The Fragile Middle Class: Americans in Debt

Front Cover
Yale University Press, Oct 1, 2008 - Social Science - 400 pages
Since 1997, the number of American families filing for federal bankruptcy annually has exceeded one million. By most measures, those who file are members of the middle class—a group that has long provided stability and vitality for the American economic system. This raises the troubling question: why, during the most remarkable period of prosperity in our history, are unprecedented numbers of Americans encountering such serious financial trouble?
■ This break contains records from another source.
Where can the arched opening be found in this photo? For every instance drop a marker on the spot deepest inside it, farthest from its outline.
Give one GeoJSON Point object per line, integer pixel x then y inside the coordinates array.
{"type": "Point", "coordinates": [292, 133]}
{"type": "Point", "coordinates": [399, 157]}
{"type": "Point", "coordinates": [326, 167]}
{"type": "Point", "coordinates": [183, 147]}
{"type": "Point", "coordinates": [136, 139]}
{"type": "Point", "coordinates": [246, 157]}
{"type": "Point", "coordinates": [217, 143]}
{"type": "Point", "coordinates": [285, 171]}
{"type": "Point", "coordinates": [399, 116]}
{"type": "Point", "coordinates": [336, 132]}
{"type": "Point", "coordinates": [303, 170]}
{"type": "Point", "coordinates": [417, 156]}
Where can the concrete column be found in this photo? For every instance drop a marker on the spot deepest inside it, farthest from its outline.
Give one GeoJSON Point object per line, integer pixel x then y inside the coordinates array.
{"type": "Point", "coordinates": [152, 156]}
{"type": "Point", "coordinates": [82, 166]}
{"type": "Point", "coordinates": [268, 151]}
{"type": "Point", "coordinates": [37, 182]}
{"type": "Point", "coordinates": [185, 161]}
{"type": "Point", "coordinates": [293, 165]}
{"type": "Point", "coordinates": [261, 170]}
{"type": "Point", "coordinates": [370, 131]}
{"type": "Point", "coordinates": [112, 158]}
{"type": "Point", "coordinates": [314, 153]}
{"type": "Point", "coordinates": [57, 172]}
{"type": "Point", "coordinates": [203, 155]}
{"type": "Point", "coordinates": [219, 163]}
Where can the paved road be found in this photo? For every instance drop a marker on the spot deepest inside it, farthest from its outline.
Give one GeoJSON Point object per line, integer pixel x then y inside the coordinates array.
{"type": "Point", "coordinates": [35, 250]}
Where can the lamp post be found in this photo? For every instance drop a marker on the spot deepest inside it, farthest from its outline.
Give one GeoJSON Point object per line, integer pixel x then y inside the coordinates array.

The authors of this important book analyze court records and demographic data on thousands of bankruptcy cases, as well as debtors’ own poignant accounts of the reasons for their bankruptcies. For many middle-class Americans, the findings show, financial stability is fragile—almost any setback can be disastrous. The erosion of job stability, divorce and family instability, the visible and invisible costs of medical care, the burden of home ownership, and the staggering weight of consumer debt financed with plastic combine to threaten the financial security of growing numbers of middle-class families. The authors view the bankruptcy process in the light of changing cultural and economic factors and consider what this may signify for the future of a large, secure, and dynamic middle class.

About the author (2008)

Teresa A. Sullivan is Vice President and Graduate Dean and professor of sociology at the University of Texas at Austin. Elizabeth Warren worked as an elementary school teacher, a lawyer, and a law professor at Harvard University. She is the senior senator from Massachusetts. In the aftermath of the 2008 financial crisis, she served as Chair of the Congressional Oversight Panel for the Troubled Asset Relief Program (TARP). Her efforts to protect taxpayers, to hold Wall Street accountable, and to ensure tough oversight of both the Bush and Obama Administrations won praise from both sides of the aisle. The Boston Globe named her Bostonian of the Year in 2009 for her oversight efforts. She helped created the Consumer Financial Protection Bureau. She is also the author of numerous books including All Your Worth: The Ultimate Lifetime Money Plan, The Two-Income Trap: Why Middle-Class Mothers and Fathers Are Going Broke, and A Fighting Chance. Jay Lawrence Westbrook is Benno C. Schmidt Chair of Business Law at the University of Texas School of Law.